A tendência nacional à banalização revela-se na facilidade com que nos referimos a qualquer problema como estratégico. A velha esquerda costumava esconder sua ideologia na proposta de solução de qualquer problema sacralizando-o como estratégico, cuja decodificação era que ele só podia ser resolvido pelo Estado. Existem problemas cuja solução condiciona de tal forma o desenrolar do futuro, que são as hipóteses sobre este (que os deuses se comprazem em esconder) a determinar: o futuro, selecionado precária e probabilisticamente, determina a solução presente. Esta visa aplicar com eficácia os recursos ou as condições favoráveis desfrutadas para alcançar o objetivo determinado. Na História, como na Teoria do Caos, as condições iniciais de onde partimos acabam determinando aonde chegaremos.
O problema do pré-sal é daqueles que exigem, efetivamente, uma solução estratégica. Trata-se de um bônus da natureza do fator ubíquo e não renovável, necessário à produção de bens e serviços com a tecnologia que criamos à sua volta. Temos de usá-lo, portanto, com cuidado, parcimônia e inteligência.
Ao fim de 2007, nossas reservas provadas de petróleo eram da ordem de 12,6 bilhões de barris, qualquer coisa como 1% das mundiais. Em 1997, somavam 7,1 bilhões de barris e seu crescimento tem sido de cerca de 5,9% ao ano, com a produção aumentando, no mesmo período, em 7,8%, nada muito animador para um país que precisa crescer vigorosamente, porque em 2030 terá 240 milhões de habitantes e precisaremos dar emprego decente a 150 milhões entre 15 e 65 anos.
Há poucos meses, o presidente da ANP, Haroldo Lima, foi objeto das mais graves recriminações do mercado por ter revelado o que há oito anos era público: que havia a suspeita de substanciais depósitos de petróleo na camada do pré-sal. De fato, no United States Geological Survey de 2000 já se lê sobre o Brasil: reserva atual 9 bilhões de barris; e recursos não descobertos, de 55 bilhões de barris. E se o US Geological Survey continua confiável, existe ainda substancial volume de petróleo não descoberto no Irã, na Rússia, no Iraque, na Arábia Saudita, nos EUA e na Nigéria.
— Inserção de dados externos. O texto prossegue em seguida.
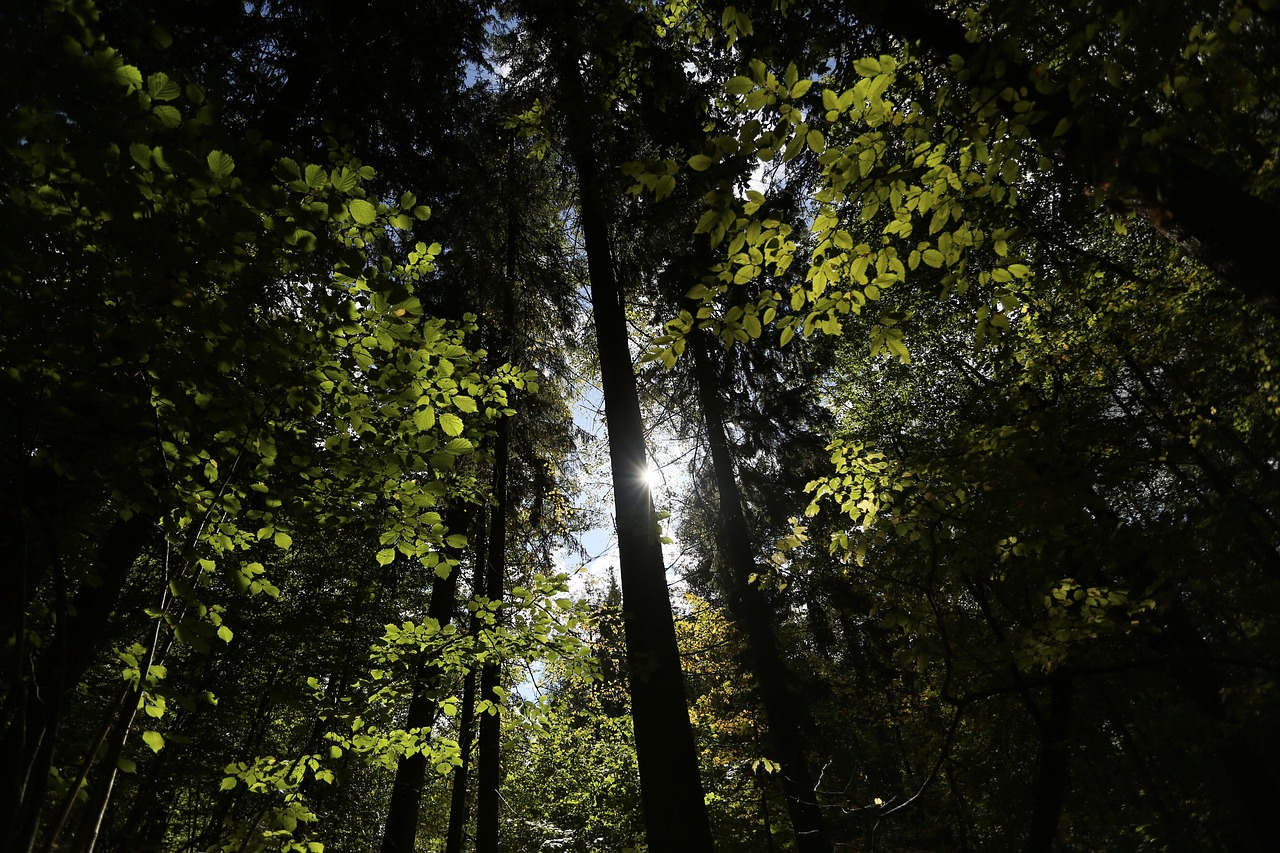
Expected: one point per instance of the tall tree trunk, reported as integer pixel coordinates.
(406, 802)
(456, 834)
(27, 748)
(1051, 772)
(671, 794)
(752, 612)
(488, 760)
As reservas mundiais provadas cresceram 1,5% ao ano entre 1997 e 2007.
Nos últimos oito anos, o trabalho da Petrobras e das empresas nacionais e estrangeiras que entraram no setor depois da abertura do mercado autorizada pela lei de 1997, confirmaram a suspeita no caso brasileiro. Há mesmo petróleo no pré-sal (já extraído em Jubarte em condições menos hostis). Há uma estimativa ainda precária para Tupi de 8 bilhões (dois terços das reservas provadas atuais). E, à boca pequena, técnicos conservadores e responsáveis dizem que podemos ter qualquer coisa entre 50 bilhões e 80 bilhões de barris.
Esperemos o melhor resultado possível, mas dentro desse intervalo a nova descoberta vai permitir ao Brasil superar – a partir de 2012 ou 2014 e durante uma geração pelo menos – o aparecimento de um dos dois gargalos que no passado abortaram nosso crescimento: a crise energética e/ou a crise no financiamento dos déficits acumulados no setor externo. É pouco provável, entretanto, que a melhor solução para o nosso desenvolvimento social e econômico seja o País tornar-se um importante exportador de petróleo ou meter-se no cartel das mãos sujas.
A tecnologia que nos séculos XIX e XX nos trouxe da Idade da Pedra à da Informática é baseada na energia produzida pelo petróleo. Seu uso menos nobre é no transporte (cerca de 60%). Nos usos de maior nobreza, a refinação produz os insumos para toda sorte de indústrias (desde a geração de energia elétrica até a química) e é fundamental para o aumento da produtividade agrícola. A continuação do desenvolvimento tecnológico, estimulado pelo aumento dos preços do petróleo, deve acelerar sua substituição no transporte pelos combustíveis renováveis (etanol e biodiesel de todos os matizes) e pelo aperfeiçoamento de novos tipos de motores. No caso dos usos mais nobres, a probabilidade de grande substituição é consideravelmente menor, mesmo quando se pensa uma geração à frente.
Como o volume da Terra é finito, é claro que o volume de petróleo (descoberto e a descobrir) também é finito. Não há certeza, entretanto, se sua produção começa a desacelerar nos próximos 10 ou 15 anos, como se lê na maioria das previsões. O que parece certo é que o custo marginal de extração continuará a aumentar e que, portanto, o próprio mercado vai estimular, cada vez mais, seu uso para os destinos dos seus refinados mais nobres. Isso abrirá uma boa janela de oportunidades para a indústria e o emprego no Brasil.